Eine Tourismusorganisation wird wahrgenommen als Ansprechpartner für Beherbergungsbetriebe, für das Organisieren von Veranstaltungen und die klassische Gäste-Information. Die Arbeitsfelder einer Tourismusorganisation sind mittlerweile weit mehr und haben sich in den letzten Jahrzehnten aus verschiedenen Notwendigkeiten ergeben und weiterentwickelt. Wir als Tourismusverein sehen es als unsere Verpflichtung, uns um den Lebensraum zu kümmern. Wir sind Ortsentwickler. Gäste und Einheimische haben ja oft ähnliche Wünsche und Anforderungen an einen Ort: Gut gepflegte Wander- und Radwege zum Beispiel oder ein gut funktionierender öffentlicher Personennahverkehr. Im Zusammenspiel mit Lebensraum Partschins hat der Tourismusverein beispielsweise ein Mobilitätskonzept ausgearbeitet, wo wir unsere innenörtlichen Verkehrsproblematiken unter die Lupe genommen haben. Wir haben Verkehrszählungen vorgenommen, haben die Parkplatzsituation und den Radverkehr begutachtet. Diese Erhebungen sehen wir als Beitrag für die Gemeindeverwalter, die die nächsten Schritte in Angriff und Maßnahmen umsetzen können.
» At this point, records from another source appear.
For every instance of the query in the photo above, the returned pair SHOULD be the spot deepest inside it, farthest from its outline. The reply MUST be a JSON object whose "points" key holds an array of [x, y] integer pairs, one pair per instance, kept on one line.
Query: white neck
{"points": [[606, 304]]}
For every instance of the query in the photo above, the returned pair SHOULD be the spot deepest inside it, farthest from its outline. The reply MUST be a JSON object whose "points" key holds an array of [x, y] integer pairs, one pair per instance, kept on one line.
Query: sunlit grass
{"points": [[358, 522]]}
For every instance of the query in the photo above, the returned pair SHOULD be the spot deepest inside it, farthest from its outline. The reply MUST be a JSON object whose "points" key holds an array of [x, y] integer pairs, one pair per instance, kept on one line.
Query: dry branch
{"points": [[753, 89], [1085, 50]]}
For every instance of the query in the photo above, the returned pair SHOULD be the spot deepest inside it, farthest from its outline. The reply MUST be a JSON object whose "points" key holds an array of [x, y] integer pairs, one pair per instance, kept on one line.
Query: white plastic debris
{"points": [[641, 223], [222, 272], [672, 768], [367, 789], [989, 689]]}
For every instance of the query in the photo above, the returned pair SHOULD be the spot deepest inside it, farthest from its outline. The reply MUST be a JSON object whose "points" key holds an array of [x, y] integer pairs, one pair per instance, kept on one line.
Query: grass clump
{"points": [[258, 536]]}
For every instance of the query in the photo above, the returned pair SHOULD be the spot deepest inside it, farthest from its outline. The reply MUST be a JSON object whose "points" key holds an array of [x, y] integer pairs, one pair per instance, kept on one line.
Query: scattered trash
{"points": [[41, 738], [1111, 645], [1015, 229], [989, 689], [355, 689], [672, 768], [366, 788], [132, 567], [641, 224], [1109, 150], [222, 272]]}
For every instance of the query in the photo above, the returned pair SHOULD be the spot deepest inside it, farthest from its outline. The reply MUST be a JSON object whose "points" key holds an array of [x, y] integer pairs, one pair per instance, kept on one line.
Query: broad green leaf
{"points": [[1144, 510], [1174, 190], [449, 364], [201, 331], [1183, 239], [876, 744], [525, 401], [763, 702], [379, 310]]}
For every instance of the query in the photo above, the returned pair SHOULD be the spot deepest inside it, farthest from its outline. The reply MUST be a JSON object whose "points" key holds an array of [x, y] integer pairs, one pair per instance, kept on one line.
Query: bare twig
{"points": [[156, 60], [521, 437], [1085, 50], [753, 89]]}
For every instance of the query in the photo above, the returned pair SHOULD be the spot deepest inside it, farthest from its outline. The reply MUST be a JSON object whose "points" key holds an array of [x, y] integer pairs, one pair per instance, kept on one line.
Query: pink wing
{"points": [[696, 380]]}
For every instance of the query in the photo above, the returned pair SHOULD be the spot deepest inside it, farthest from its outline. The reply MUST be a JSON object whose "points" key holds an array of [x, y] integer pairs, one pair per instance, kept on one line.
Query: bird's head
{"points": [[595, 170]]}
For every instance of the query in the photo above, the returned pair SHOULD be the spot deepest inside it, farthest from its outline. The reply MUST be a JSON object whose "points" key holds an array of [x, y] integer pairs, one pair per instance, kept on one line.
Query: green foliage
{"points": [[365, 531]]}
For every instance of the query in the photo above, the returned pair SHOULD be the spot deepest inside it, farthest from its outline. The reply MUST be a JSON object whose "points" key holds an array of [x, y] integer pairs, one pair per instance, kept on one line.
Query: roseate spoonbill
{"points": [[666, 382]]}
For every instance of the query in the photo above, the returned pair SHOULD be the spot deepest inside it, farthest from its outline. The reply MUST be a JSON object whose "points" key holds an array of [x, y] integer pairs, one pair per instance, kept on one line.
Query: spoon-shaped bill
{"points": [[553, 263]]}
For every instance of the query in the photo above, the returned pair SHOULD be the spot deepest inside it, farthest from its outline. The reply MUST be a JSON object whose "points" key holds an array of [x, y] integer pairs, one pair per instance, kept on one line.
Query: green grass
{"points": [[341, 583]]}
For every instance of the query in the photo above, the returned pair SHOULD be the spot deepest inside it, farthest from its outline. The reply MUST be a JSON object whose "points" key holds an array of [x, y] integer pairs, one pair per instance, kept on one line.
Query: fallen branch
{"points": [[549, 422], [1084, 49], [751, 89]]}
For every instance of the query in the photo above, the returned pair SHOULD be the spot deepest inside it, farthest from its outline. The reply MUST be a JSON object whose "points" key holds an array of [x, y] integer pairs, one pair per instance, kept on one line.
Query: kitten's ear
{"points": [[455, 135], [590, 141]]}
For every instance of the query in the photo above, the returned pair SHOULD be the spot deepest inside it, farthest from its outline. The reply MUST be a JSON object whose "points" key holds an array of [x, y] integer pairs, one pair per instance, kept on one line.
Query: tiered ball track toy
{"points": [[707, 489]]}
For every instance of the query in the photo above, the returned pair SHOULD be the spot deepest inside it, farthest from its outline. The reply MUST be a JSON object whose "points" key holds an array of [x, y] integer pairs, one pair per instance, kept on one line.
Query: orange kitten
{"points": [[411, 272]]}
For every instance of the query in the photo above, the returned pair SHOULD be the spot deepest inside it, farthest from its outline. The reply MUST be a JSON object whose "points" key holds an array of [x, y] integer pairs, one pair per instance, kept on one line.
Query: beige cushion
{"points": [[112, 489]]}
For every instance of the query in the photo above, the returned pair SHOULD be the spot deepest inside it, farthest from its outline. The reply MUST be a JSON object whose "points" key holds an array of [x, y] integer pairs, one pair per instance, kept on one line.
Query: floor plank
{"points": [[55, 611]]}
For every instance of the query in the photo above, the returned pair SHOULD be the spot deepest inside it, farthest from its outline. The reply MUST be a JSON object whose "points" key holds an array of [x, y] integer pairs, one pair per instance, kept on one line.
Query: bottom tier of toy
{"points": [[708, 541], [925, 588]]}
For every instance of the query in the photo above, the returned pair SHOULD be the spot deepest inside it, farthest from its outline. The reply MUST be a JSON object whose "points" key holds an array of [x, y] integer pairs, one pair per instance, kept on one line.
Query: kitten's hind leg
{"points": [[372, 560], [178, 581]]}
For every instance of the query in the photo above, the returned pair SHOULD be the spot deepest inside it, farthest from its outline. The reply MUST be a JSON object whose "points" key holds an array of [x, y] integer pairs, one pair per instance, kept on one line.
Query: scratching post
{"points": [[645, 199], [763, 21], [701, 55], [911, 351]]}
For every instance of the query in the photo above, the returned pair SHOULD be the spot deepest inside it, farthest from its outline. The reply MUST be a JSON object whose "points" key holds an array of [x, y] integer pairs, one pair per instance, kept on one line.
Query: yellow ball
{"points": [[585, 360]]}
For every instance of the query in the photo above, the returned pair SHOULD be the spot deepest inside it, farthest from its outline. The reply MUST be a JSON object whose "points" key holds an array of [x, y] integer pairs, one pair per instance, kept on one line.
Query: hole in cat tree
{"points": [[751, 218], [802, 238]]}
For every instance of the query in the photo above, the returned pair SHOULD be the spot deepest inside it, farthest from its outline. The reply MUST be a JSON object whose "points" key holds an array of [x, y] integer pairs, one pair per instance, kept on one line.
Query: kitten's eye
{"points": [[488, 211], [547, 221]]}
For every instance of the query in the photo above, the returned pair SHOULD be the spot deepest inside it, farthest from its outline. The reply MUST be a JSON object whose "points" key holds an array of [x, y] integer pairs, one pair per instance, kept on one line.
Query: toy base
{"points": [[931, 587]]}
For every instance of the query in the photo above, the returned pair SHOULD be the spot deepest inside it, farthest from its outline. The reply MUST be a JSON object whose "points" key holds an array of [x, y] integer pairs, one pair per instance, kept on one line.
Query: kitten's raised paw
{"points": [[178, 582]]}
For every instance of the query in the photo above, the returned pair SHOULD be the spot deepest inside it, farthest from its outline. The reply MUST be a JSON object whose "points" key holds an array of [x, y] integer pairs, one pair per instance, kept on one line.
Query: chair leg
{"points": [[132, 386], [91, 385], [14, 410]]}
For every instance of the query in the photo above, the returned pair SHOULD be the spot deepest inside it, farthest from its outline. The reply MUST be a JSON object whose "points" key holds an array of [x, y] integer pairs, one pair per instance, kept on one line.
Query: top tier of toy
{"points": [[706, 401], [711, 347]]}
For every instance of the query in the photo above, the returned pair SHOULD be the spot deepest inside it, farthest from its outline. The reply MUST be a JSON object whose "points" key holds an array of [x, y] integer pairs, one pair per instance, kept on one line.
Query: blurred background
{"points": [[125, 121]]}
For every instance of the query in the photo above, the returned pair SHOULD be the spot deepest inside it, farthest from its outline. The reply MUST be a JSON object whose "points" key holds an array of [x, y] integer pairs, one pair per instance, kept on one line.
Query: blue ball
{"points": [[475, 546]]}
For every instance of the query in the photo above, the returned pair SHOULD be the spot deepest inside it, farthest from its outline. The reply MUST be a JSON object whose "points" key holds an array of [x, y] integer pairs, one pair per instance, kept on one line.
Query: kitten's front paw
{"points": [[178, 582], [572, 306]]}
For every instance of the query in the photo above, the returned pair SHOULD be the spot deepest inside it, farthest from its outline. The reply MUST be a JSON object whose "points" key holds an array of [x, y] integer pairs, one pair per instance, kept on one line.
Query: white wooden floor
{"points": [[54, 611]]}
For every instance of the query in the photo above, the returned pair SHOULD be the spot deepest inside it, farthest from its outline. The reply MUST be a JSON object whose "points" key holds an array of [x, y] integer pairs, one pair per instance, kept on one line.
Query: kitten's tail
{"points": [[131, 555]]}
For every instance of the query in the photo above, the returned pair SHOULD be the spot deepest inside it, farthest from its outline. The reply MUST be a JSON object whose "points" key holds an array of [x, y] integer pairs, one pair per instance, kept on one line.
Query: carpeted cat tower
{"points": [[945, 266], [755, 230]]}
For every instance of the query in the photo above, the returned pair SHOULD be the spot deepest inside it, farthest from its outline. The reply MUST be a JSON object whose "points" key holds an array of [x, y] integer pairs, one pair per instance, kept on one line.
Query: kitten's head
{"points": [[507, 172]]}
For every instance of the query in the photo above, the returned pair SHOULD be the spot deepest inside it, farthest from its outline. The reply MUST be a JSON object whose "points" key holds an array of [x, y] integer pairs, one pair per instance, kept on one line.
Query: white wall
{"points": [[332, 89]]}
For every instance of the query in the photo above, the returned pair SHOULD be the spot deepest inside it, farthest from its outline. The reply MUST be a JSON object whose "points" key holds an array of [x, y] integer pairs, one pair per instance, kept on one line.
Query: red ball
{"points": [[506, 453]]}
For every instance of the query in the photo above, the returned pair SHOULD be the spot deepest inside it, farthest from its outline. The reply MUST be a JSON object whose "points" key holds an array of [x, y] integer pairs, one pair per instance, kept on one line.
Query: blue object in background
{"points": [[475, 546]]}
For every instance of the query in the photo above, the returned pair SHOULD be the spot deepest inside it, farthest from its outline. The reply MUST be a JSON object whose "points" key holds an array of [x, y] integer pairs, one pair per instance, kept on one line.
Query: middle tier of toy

Was sind die kurzfristigen Ziele der Destination Partschins ins Sachen Nachhaltigkeit?
Kurzfristig stehen bei uns jetzt vor allem Sensibilisierungskampagnen an, wobei es vor allem darum geht, wie sich Gäste und Einheimische in der Natur verhalten sollen – und wie nicht. Es gibt bereits ein Kunstprojekt, das derzeit in Umsetzung ist, wo es darum geht, die Menschen zum Nachdenken anzuregen.
Was möchtest du anderen mitgeben, die sich daran machen, ihren Ort enkelfähig zu machen?
Toleranz, Verständnis und Entgegenkommen, Kommunikation und Information: Das sind für mich Schlüsselbegriffe, die wir verinnerlicht haben. Nicht zu vergessen ist das eigene Verhalten, das immer wieder zu hinterfragen ist. Man muss mit gutem Beispiel voran gehen. Wichtig ist es, sich mit der lokalen Bevölkerung auseinanderzusetzen und sie einzubeziehen. So werden Missverständnisse ausgeräumt. Und es braucht engagierte Personen, die mit Herzblut dabei sind und schauen, dass etwas weitergeht. Oft sind das Idealisten, die gleichzeitig Visionen haben und vorausdenken.